I am writing SIMD functions and want to use the highest SIMD instruction set on the host CPU. So I make the functions jump at their very beginning to different blocks according to the CPU (.SSE, .SSE2, .AVX, etc). The problem is that it is hard for me to remember if an SIMD instruction is supported in an SSE version, so I frequently use unsupported instructions. For example, I may write
.SSE2:
ADDSUBPD XMM0, XMM1
…
.SSE3
…
There will not be any problem compiling and linking, but the program will crash on computers that don’t have SSE3 because ADDSUBPD is not available.

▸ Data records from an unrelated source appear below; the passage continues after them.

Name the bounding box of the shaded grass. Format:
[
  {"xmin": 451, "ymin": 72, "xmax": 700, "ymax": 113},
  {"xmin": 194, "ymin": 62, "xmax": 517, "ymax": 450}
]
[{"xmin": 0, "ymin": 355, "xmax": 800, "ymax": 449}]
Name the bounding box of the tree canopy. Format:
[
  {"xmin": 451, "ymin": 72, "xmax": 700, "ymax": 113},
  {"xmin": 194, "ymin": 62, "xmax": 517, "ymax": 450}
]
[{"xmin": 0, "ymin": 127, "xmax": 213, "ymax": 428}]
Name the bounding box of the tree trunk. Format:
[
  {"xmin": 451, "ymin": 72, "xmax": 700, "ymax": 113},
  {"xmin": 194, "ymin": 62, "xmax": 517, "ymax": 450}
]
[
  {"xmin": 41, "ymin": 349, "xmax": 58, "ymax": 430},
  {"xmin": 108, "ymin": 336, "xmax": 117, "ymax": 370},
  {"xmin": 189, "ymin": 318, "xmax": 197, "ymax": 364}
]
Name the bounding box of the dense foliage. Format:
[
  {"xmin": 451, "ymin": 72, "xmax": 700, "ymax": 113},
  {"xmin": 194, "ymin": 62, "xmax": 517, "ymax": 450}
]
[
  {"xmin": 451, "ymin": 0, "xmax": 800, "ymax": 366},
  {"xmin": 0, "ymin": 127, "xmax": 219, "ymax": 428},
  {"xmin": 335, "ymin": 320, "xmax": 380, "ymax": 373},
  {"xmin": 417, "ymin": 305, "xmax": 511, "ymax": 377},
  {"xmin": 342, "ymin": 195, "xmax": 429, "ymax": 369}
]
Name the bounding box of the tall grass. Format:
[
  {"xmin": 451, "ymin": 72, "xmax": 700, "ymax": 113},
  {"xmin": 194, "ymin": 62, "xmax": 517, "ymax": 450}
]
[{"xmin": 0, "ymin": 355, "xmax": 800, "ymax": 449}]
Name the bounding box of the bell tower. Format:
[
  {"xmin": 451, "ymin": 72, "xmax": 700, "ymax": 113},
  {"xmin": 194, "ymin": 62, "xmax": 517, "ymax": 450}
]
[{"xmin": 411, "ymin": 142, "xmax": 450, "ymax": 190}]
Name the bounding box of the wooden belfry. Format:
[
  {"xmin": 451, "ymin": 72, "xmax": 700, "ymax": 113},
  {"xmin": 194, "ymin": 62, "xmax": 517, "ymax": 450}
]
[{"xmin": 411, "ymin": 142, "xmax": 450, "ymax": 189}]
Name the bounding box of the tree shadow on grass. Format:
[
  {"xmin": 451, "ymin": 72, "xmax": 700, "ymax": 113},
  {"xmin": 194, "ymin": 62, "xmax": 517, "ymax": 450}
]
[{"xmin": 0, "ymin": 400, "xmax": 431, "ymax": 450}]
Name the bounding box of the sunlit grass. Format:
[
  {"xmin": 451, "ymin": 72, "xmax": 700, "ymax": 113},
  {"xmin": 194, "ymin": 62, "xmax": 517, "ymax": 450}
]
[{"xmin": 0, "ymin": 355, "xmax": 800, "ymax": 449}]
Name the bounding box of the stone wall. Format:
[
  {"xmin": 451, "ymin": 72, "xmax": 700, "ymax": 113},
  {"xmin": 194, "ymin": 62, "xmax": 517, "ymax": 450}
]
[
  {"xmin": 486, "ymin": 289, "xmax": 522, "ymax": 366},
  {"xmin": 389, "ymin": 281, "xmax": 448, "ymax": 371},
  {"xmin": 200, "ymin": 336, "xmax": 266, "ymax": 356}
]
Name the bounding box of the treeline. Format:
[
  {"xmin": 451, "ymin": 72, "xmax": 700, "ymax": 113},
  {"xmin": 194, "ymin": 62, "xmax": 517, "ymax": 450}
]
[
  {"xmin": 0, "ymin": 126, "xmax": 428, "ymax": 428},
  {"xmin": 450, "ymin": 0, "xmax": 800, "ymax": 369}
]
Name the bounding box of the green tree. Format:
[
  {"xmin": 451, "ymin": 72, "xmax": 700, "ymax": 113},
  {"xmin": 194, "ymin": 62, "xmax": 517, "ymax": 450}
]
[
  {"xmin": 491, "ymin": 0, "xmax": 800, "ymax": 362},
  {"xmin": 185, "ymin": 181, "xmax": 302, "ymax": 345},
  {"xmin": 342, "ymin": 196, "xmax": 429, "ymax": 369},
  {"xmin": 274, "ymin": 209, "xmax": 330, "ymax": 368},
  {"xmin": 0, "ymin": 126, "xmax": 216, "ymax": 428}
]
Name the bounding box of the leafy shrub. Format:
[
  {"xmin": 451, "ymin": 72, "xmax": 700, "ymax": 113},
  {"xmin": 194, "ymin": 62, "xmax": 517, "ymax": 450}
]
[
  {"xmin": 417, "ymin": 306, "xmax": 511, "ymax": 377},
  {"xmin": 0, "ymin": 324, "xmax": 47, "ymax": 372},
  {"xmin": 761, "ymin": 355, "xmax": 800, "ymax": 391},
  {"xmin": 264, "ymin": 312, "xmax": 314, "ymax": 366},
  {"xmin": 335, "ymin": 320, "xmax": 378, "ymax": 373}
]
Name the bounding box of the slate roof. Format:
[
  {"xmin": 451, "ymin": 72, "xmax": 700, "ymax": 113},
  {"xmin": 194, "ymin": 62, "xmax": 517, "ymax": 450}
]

To prevent this I use the CPU macro to specify the instruction set.
.SSE2:
CPU Willamette
ADDSUBPD XMM0, XMM1
…
.SSE3
CPU Prescott
…
This causes NASM to issue errors on ADDSUBPD. Great! But then I have two problems: 1) CPU accepts CPU id up to Prescott, when I try to use Penryn (SSE41), Nehalem (SSE42) or SANDYBRIDGE (AVX) they are not accepted (Unknown CPU type). In addition, I noticed that all the AVX2 instructions are tagged with AVX2 but no CPU ID. 2) How can I make it back to support all instructions (CPU and CPU all don't work)?
As a suggestion, wouldn't it be nice to allow us to set the highest SIMD instruction set, or allow use to turn on/off a particular set of of instructions? Like
InstructionSet AVX2 off
InstructionSet AES off
Thank you for any suggestion and help!